National Labor Relations BoardGM, Target, and Dish Network have just been told that their corporate social media policies are excessive to the point of being unlawful. What makes the words stick is the source: the official memorandum from the acting general counsel of the National Labor Relations Board, Lafe Solomon.

It seems that in their zeal to avoid the much feared “viral disaster,” these companies have trod upon the worker’s rights established by the National Labor Relations Act. Erik Sass of MediaPost gives us an example:

The main criterion for judging whether a corporate social media policy is inappropriate is whether it ‘would reasonably be construed to chill the exercise of Section 7 rights’ of employees as set forth by the National Labor Relations Act. For example, a corporate social media policy which forbids employees from disclosing any kind of confidential information could be used to prevent the employee from complaining about unsafe or unfair working conditions, in violation of Section 7 rights, which are designed in part to make sure employees have outside recourse for reporting these kinds of issues.

Dave Jamieson of The Huffington Post takes a look at some of the big names called on the carpet:

General Motors, one of the largest automakers in the world, has gone so far as to forbid employees from posting anything potentially ‘misleading’ about the company online and even told employees to be careful about ‘friending’ their co-workers on Facebook, the memo indicates.

Other companies, including DISH Network and Target, have also maintained corporate policies that at least partially violated provisions of the National Labor Relations Act, according to the memo. That federal law covers collective bargaining and employees’ ‘protected activities’ in the workplace.

Social media is still a comparatively new factor as far as most HR departments are concerned. The flamboyant headlines we’ve all seen when a company suffers a social media disaster are enough to make anyone working in that capacity quite wary. Unfortunately, while trying to “plug the holes,” they often find themselves imposing limits that have already been deemed unlawful.

This is not to say that this is done deliberately, although GM’s decision not to change its policy despite the recommendation could give that impression to some. In some cases, it may be a matter of the company not having explored all the permutations of its edicts.

Not all companies were castigated in the memo. Walmart is actually held forth as an example for the others to follow. Solomon found all aspects of Walmart’s social media policies to be lawful.

Walmart’s minimal guidelines on the subject are mostly summed up in the following definition of inappropriate postings: “Inappropriate postings […] may include discriminatory remarks, harassment, and threats of violence or similar inappropriate or unlawful conduct.” The memo notes that the company’s core tenet is quite legal, “Be Respectful.”

In addition to using Walmart as an example, the memo offers detailed notes on how to rewrite the policies. Jenna Green writes on Law.com:

So what are employers allowed to do? The report included an example of an acceptable policy, which included warnings such as ‘you are solely responsible for what you post online,’ and ‘Before creating online content, consider some of the risks and rewards that are involved. Keep in mind that any of your conduct that adversely affects your job performance […] may result in disciplinary action up to and including termination.’
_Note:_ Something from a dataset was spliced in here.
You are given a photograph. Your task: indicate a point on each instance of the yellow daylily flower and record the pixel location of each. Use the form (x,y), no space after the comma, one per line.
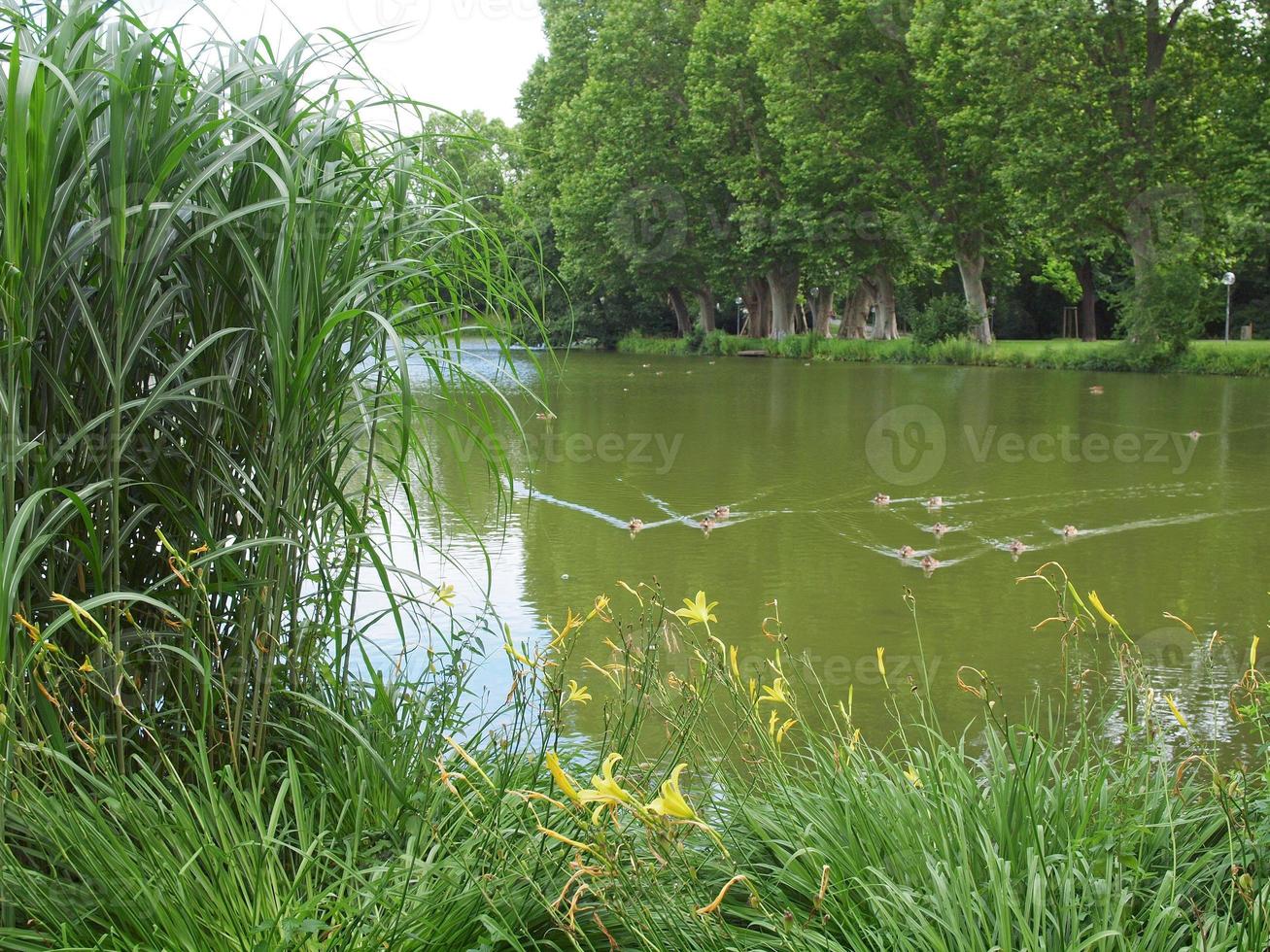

Former NLRB general counsel Ronald Meisburg, now a partner at Proskauer Rose, found this section to be ‘of greatest interest,’ he said via e-mail. ‘This goes beyond the usual guidance given by the General Counsel and should be of special interest to employers.’

I’m glad to see the General Counsel is taking extra measures like that. Every aspect of business and society is undergoing an Internet-driven shift. Government is usually not agile enough to keep up.